Banks opened after a week-long closure as Egypt’s economy, damaged by the political turmoil caused by the uprising that toppled Hosni Mubarak and subsequent labour protests, struggled to get back on its feet.
New military rulers watched closely as many Egyptians resumed their jobs on the first day of the working week, after issuing a stern warning effectively banning labour protests and telling workers to abandon their revolutionary fervour.
The Egyptian Museum in Cairo and the pyramids at Giza were among the tourist sites that were reopened to the public for the first time in some three weeks. Egypt’s lucrative tourist sector was dealt a body blow as foreigners stayed away due to unrest, Reuters reports.
There were some pockets of protest in Cairo.
Attempting to placate pro-democracy reformers who want swift change, the military said at the weekend constitutional changes paving the way for elections in six months should be ready soon and the hated emergency law would be lifted before the polls.
“A new constitution is a long-term goal. Let’s first get the flaws out of the system to bring the process along,” one expert on a key constitutional change committee said. “The say of the people is the most important factor in this process.”
At pains to distance itself from Mubarak’s old guard, the government plans to reshuffle the cabinet, probably on Monday.
The new military rulers were also facing their first foreign policy test on Sunday with two Iranian naval vessels about to sail through the Suez Canal, causing grave concern in Israel.
In a difficult decision, the military approved the Iranian ships’ passage. Cairo is an ally of Washington, was the first Arab nation to sign a peace treaty with Israel and its relations with Iran have been strained for more than three decades.
Egyptians generally respect the 470,000-strong military, which played a key role in the downfall of Mubarak by not intervening, but some mistrust its intentions in reshaping a corrupt and oppressive system which it supported for decades.
“I don’t think the military is the best incubator of democracy anywhere,” one Western diplomat said, adding:
“You have to create an open political space now, so parties can be formed with freedom of association, assembly, peaceful activities, freedom of expression without interference from police sources. That should start right away.”
A court at the weekend approved a new political party that had sought a license for 15 years, making it the first to be recognised since Mubarak’s overthrow and illustrating the political earthquake shaking the new Egypt.
The Wasat Party (Centre Party), set up by a former member of the Muslim Brotherhood, had tried to gain an official licence four times since 1996, but each time its application was rejected by a political parties committee chaired by a leading member of the ruling party, a procedure that stifled opposition.
Washington has watched with discomfort as the Brotherhood played an increasingly big role in politics in the new Egypt, which is the Arab world’s most populous nation.

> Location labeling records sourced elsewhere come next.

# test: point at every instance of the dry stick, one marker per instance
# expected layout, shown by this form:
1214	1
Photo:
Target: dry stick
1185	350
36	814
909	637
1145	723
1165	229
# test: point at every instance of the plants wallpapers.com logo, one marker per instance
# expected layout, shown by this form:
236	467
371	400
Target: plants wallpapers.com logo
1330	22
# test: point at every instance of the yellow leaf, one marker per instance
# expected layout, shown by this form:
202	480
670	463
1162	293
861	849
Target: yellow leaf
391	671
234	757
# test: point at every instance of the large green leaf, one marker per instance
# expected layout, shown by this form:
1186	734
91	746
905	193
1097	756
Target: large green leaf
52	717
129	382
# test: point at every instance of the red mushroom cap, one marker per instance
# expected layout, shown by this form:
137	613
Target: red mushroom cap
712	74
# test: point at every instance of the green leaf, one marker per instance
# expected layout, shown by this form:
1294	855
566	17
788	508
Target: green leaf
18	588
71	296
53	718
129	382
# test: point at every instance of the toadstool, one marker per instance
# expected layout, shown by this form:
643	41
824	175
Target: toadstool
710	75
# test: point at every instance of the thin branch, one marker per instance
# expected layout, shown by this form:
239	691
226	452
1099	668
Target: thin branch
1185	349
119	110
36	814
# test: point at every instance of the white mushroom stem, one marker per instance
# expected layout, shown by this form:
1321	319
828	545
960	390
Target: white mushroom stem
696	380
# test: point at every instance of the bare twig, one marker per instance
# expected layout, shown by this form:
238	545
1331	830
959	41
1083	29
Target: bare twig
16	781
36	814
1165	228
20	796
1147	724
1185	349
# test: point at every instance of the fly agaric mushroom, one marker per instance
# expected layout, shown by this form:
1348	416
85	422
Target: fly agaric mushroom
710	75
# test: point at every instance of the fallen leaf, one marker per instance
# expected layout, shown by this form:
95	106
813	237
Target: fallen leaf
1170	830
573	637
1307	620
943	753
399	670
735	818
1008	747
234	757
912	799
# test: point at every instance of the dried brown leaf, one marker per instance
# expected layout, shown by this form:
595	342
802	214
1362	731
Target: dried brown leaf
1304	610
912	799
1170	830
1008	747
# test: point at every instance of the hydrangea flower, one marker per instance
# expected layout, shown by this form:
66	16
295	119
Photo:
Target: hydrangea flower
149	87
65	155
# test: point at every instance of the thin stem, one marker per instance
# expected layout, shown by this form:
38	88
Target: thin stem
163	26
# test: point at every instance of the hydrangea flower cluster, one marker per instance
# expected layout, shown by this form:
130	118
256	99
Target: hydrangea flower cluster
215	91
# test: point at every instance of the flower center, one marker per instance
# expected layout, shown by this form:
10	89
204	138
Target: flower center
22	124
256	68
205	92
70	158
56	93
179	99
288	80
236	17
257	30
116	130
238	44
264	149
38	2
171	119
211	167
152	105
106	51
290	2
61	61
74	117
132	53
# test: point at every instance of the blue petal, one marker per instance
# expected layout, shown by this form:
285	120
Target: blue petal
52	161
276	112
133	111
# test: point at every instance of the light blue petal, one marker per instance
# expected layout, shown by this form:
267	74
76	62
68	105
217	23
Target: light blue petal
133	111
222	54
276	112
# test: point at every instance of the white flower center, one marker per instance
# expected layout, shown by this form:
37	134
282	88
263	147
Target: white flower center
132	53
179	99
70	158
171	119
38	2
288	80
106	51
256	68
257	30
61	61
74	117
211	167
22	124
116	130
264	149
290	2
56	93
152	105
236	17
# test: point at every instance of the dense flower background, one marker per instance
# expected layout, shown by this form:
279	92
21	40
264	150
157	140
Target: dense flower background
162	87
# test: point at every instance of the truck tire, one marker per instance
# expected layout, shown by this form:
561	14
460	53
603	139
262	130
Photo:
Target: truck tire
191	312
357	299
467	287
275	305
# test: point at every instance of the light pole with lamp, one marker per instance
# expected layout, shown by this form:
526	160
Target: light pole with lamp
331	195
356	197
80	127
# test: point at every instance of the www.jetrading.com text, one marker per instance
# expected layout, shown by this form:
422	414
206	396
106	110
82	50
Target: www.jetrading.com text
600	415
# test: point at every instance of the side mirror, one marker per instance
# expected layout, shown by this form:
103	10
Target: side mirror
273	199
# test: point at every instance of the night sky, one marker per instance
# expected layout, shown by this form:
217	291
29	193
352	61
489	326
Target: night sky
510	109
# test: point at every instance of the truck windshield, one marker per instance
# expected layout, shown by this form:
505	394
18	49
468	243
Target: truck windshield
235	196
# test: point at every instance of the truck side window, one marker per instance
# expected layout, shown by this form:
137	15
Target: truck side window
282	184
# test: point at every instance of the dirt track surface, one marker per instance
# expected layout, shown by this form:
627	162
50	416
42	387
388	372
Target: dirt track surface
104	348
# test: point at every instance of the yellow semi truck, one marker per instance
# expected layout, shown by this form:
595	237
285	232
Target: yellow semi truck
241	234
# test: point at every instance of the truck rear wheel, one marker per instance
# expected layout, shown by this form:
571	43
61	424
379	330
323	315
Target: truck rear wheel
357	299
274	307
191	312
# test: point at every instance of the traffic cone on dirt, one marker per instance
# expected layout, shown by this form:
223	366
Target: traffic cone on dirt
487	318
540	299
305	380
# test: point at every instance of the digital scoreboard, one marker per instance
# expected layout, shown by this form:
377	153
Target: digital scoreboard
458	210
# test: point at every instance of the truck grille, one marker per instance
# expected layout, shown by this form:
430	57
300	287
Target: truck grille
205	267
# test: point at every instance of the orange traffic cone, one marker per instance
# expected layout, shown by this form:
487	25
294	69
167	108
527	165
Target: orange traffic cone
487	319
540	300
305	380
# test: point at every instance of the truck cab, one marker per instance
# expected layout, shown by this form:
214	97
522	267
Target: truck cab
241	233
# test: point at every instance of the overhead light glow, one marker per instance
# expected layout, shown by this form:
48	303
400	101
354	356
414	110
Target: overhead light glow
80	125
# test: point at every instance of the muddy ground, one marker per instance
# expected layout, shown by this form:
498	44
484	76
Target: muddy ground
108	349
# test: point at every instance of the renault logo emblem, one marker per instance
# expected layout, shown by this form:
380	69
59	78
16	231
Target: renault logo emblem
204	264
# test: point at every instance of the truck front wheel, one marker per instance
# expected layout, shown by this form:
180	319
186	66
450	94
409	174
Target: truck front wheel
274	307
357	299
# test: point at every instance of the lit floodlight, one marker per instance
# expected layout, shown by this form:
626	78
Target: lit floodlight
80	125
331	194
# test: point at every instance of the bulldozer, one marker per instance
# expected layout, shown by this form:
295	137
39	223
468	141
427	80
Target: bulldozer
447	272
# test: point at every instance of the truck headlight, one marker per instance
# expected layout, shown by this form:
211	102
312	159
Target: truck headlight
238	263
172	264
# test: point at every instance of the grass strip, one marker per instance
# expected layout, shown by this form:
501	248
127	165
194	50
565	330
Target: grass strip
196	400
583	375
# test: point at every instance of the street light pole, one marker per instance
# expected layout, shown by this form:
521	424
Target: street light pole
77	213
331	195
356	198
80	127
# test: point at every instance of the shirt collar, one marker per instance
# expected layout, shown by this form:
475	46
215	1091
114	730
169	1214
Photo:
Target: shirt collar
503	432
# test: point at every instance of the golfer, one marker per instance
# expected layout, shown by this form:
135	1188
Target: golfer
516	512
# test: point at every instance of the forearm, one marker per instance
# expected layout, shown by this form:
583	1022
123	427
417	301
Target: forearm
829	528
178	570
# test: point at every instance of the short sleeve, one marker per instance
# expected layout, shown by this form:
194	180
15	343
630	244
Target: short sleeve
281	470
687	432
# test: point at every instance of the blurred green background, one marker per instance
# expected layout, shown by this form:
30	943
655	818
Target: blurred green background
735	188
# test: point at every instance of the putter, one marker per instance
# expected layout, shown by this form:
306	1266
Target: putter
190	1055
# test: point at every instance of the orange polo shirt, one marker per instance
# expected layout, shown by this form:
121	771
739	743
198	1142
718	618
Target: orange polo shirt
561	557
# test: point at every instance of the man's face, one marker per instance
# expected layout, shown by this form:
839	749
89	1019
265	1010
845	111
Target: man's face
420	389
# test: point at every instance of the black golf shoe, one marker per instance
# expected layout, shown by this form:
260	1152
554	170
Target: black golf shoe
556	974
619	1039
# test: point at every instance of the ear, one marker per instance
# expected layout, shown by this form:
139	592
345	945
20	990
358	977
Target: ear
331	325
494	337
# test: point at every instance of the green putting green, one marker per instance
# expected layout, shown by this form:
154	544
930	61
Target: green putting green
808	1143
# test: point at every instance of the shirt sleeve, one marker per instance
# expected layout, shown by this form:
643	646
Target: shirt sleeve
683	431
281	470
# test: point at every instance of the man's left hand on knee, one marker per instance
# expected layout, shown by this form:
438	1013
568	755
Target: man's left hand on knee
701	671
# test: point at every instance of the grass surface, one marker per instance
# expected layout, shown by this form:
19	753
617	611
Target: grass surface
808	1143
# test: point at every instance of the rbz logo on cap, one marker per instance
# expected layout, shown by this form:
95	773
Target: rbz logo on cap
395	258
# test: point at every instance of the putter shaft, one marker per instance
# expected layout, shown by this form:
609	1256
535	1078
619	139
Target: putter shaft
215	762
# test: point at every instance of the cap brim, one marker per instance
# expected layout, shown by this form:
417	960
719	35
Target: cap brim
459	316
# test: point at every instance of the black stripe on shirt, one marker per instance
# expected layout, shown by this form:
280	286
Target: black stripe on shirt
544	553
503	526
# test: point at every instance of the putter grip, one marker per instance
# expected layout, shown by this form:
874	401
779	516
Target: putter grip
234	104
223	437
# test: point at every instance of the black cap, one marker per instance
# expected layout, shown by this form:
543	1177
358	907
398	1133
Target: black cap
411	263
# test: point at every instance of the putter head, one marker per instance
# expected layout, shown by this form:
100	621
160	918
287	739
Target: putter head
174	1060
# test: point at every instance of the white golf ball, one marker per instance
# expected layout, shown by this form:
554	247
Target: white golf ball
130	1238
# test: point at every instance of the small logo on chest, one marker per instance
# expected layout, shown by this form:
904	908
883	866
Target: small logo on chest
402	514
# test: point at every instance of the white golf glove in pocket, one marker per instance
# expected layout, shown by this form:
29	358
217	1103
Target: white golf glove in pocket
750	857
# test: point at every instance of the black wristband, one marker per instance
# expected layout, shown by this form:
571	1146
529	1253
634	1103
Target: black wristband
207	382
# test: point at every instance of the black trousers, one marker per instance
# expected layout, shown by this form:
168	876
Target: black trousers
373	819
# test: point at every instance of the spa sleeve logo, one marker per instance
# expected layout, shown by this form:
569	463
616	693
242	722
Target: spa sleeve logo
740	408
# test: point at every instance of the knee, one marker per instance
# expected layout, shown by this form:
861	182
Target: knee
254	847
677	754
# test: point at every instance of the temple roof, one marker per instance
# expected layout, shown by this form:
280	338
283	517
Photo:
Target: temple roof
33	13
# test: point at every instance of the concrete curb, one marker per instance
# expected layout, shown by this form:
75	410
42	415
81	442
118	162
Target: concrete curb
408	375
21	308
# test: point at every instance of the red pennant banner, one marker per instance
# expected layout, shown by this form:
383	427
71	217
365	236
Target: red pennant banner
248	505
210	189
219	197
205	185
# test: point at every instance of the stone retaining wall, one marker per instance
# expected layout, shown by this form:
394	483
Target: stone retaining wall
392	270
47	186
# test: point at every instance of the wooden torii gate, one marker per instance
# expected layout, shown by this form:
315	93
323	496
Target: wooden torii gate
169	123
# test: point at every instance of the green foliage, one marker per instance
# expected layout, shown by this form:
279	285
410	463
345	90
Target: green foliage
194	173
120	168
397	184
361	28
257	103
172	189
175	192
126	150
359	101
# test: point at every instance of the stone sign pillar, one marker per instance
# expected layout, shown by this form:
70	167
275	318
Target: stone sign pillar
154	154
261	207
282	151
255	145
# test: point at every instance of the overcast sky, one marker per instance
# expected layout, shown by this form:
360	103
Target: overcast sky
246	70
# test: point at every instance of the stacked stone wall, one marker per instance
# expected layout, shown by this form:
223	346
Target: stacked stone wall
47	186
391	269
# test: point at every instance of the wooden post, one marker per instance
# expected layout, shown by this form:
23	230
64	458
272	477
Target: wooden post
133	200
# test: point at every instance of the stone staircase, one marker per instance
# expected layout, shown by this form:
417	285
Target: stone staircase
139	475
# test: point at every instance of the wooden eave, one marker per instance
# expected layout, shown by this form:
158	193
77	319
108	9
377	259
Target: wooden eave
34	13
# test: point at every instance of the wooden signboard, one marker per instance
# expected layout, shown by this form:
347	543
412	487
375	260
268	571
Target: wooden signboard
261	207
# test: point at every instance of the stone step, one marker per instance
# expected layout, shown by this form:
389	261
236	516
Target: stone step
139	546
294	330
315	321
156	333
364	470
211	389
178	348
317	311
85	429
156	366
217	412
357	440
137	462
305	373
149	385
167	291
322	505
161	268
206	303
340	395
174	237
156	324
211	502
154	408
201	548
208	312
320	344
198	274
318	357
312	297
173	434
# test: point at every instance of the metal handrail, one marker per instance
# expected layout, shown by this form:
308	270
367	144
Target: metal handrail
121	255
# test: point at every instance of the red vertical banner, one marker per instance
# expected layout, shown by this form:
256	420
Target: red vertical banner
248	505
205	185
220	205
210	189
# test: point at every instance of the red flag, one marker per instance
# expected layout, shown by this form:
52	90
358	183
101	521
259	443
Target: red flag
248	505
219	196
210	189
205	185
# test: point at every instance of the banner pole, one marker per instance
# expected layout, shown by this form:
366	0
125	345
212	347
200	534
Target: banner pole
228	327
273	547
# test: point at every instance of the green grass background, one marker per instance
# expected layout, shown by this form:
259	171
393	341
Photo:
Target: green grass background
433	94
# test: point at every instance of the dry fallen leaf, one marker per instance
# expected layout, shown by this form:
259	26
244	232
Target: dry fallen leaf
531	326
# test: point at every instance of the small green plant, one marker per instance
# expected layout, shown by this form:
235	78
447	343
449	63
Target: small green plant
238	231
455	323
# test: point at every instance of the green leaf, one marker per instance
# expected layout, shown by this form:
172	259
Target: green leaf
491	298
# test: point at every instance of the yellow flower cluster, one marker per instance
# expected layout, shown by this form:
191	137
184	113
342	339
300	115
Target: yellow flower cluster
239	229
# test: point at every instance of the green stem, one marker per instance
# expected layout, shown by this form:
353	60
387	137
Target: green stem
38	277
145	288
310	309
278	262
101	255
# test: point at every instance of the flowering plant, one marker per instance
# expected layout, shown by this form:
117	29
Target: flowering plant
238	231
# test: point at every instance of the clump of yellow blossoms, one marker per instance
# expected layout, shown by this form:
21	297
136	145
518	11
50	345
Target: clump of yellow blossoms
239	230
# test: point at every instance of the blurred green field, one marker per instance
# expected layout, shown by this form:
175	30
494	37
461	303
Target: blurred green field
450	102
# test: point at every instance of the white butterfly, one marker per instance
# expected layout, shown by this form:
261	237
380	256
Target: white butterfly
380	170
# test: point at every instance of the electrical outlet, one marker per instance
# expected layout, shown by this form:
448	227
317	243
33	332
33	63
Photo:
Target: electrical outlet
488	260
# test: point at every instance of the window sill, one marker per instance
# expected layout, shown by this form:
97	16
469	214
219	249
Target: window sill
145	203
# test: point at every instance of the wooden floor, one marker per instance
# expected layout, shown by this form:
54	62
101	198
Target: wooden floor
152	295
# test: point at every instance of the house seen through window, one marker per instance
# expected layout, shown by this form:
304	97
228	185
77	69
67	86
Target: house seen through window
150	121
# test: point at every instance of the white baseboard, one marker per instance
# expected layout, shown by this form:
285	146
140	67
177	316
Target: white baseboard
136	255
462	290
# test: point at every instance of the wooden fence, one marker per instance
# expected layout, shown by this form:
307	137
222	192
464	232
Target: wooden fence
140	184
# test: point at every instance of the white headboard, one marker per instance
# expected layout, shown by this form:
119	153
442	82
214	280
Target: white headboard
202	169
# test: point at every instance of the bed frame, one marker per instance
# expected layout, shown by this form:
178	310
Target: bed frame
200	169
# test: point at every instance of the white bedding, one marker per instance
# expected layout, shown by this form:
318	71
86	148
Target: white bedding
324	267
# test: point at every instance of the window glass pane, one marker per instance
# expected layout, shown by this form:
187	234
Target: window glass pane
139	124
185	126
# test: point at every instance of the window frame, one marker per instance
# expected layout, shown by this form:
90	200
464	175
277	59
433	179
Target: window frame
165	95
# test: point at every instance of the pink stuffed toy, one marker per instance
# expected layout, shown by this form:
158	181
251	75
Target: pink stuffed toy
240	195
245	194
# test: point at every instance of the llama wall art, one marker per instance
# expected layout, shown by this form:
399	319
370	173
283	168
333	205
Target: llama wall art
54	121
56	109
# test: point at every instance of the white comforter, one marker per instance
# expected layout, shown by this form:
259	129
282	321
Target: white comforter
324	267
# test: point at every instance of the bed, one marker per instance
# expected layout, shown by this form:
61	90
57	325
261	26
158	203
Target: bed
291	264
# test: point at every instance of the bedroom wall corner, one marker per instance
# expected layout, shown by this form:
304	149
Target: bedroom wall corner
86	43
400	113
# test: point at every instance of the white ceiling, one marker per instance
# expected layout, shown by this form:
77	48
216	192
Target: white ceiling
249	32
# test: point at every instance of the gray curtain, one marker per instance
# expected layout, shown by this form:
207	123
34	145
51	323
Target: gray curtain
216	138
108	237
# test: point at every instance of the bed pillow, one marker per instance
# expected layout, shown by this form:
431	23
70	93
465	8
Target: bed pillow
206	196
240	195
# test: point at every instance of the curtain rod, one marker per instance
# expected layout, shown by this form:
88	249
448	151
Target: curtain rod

By far the best-organised group that said it could win 30 percent of the vote in an election, the Brotherhood has a member on the constitution committee, a member on a Council to protect the revolution and is eager to register as a political party.
Any sign the army is reneging on its promises of democracy and civilian rule could reignite mass protests on the street and newly-empowered political voices are urging the army to proceed quickly with democracy and to free political prisoners.
In another move to reach out to reformists, Prime Minister Ahmed Shafiq said 222 political prisoners would soon be freed.
Rights groups say thousands were detained without charge under emergency laws and that many of them might be classified as political prisoners. Hundreds went missing in the protests, they say, but Shafiq said only a handful were detained.
The government said that 365 died in the bloodshed that accompanied the revolution, with about 5,000 people injured.
Dozens of customers queued outside the branches of state-owned banks in downtown Cairo.
There were no signs of the worker protests outside the state banks that erupted last Sunday and prompted the central bank to shut down state and private banks for the rest of the week.
Sunday was the seventh day that banks had opened their doors for business since January 27, when they were closed two days after protests broke out against the 30-year iron rule of Mubarak and swept him from power in just 18 days, shaking the Middle East.
There were a few tourists at the Egyptian Museum, which houses the world’s biggest collection of Pharaonic treasures.
“The tour operators said it was safe for us to go, so we gambled. We didn’t know the museum would be open,” Dutch supermarket worker Sandra de Rooij told Reuters.
Not everyone in the Egyptian capital heeded the army’s warning that “the Supreme Council for the Armed forces will not allow the continuation of these illegal practices.”
About 70 employees were demonstrating in front of the head office of the Omar Effendi department store chain in central Cairo, demanding that the company be renationalised.